The USFR is the volume of saliva obtained per minute (unit: mL/min) without exogenous or drug-induced stimulation; the amount of non-stimulated saliva is measured by spitting the saliva [20]. Within 4 h post-intervention, the patients were instructed to take a semi-reclining position to accumulate saliva, avoid saliva swallowing, and spit saliva in a weighed test tube (including cotton swab) once per minute. The residual saliva in the mouth was wiped with a cotton swab for 5 min, and then the total weight of the saliva was calculated. The saliva density is approximately equal to the density of water. Thus, the USFR was calculated using 1 g/mL. A USFR < 0.1 mL/min indicated insufficient salivary secretion [21]. The saliva pH was tested using precision pH test paper (pH 4.5–9.0, Taizhou Oak Filter Paper Co., Ltd., China). Oral odor was assessed using a halitosis detector (Shenzhen Micro Technology Co., Ltd., China). Patients were instructed to start blowing when the mouth was approximately 5 cm away from the blowing hole. Halitosis is divided into five levels, using scores of 0, 1, 2, 3, and 4; the higher the score, the heavier the halitosis. The state of the lips and mouth was assessed using the oral mucosal moisture score scale: 1, moist lips, moist mouth; 2, dry lips, moist mouth; 3, dry lips, dry mouth; 4, chapped lips, dry mouth [22]. All outcome indexes were evaluated at 1 h post-extubation, immediately before the intervention, and at 4 h post-intervention.
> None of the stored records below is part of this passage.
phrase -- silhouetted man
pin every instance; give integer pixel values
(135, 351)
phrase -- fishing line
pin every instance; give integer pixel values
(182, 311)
Before leaving the ICU, the patients used the 5-point Likert scale [16] to score their satisfaction.
Sample size calculation
In this study, thirst intensity was taken as the primary outcome. Based on the change in the mean ± standard deviation of thirst intensity from 7.4 ± 3.4 pre-intervention to 5.1 ± 3.2 post-intervention [5], the sample size was calculated using the formula that compares the mean of two independent samples. It was concluded that 42 people were needed in each group to provide a two-sided alpha of 0.05 and a one-sided power of 0.9.
Data analysis
Excel was used for data collection and management. Statistical analysis was performed using SPSS 23.0. Continuous variables (age, height, weight, body mass index, arterial blood gas index, thirst intensity, salivary pH, unstimulated saliva flow rate, objective oral mucosa scale, bad breath score, patient satisfaction) with normal distribution are expressed as mean ± standard deviation; whereas those with skewed distribution (endotracheal tube size, intubation duration) are expressed as median and quartile (range). Categorical variables (sex, history of smoking, family history of heart disease, history of diabetes, New York Heart Association class, type of surgery, surgery mode, perioperative and postoperative medications, gastrointestinal adverse reactions, aspiration pneumonia) were expressed as frequency using the chi-square test or Fisher’s exact test. In addition to ANOVA for repeated measurement for thirst intensity, independent sample T test was used for other normally distributed data. Mann–Whitney U test was applied to non-normally distributed data. Results with P < 0.05 were considered statistically significant.